Die Pflichten der EU-Verordnung gelten ab dem 17. Februar 2024, auch wenn der deutsche Gesetzgeber mal wieder hinterherhinkt. Die Bundesregierung hatte vor allem zwei Fragen zu klären, als der DSA im November 2022 verabschiedet worden war: Welche Behörde würde das innerstaatliche Aufsichtsregime übernehmen? Und: Wie sollte die Kooperation mit den anderen DSA-Durchsetzungsbehörden laufen? Außerdem galt es, die deutschen Gesetze an die DSA-Erfordernisse anzupassen, um Widersprüche aufzulösen.

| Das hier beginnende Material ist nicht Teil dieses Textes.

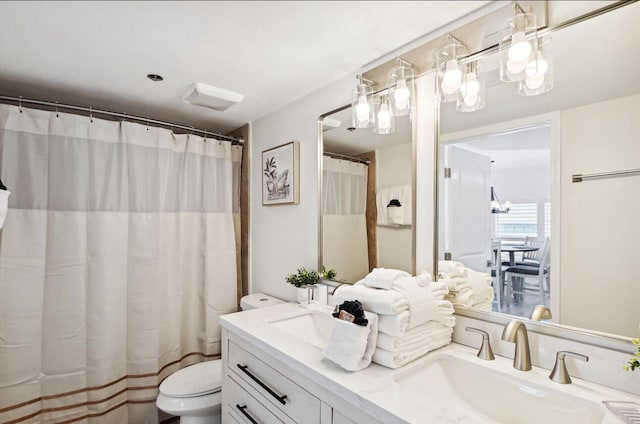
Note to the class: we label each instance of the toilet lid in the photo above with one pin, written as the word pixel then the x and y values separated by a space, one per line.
pixel 194 380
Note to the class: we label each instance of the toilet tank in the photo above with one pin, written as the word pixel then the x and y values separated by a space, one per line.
pixel 258 300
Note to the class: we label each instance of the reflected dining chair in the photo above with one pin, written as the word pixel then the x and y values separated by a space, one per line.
pixel 540 271
pixel 497 273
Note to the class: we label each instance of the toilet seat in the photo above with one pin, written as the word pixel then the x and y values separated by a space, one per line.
pixel 195 380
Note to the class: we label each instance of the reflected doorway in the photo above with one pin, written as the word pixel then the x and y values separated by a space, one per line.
pixel 496 209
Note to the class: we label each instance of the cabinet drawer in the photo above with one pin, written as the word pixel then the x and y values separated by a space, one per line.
pixel 340 418
pixel 244 408
pixel 277 389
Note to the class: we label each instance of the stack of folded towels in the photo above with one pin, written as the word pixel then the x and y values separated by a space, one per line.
pixel 466 286
pixel 413 316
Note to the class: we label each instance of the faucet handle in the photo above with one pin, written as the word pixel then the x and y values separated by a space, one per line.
pixel 485 351
pixel 559 374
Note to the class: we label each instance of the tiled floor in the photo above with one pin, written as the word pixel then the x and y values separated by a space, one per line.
pixel 521 306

Verantwortlich für all die Gesetzesänderungen ist das Bundesministerium für Digitales und Verkehr (BMDV). Fast ein Jahr nach der ersten Ankündigung folgte am 22. Dezember 2023 der erste Aufschlag: Nach der Kabinettsabstimmung brachte die Ampelkoalition ihren Entwurf zum "Digitale-Dienste-Gesetz" (DDG) getauften Änderungspaket auf den Weg.

Am 18. Januar hat der Bundestag den Entwurf in erster Lesung beraten und anschließend in den federführenden Ausschuss für Digitales überwiesen. Das DDG soll nun schnellstmöglich durch die Institutionen laufen, denn ohne das Gesetz dürfen die Behörden nicht loslegen. Die Betreiber aber müssen sich dennoch ab dem 17. Februar 2024 an die DSA-Regeln halten. Abgeordnete rechnen derzeit damit, dass das deutsche Begleitgesetz zum DSA noch Änderungen erfährt und frühestens im April in Kraft tritt. Einen nötigen Vertreter stellt die Bundesnetzagentur dennoch bereits zum Wirksamwerden.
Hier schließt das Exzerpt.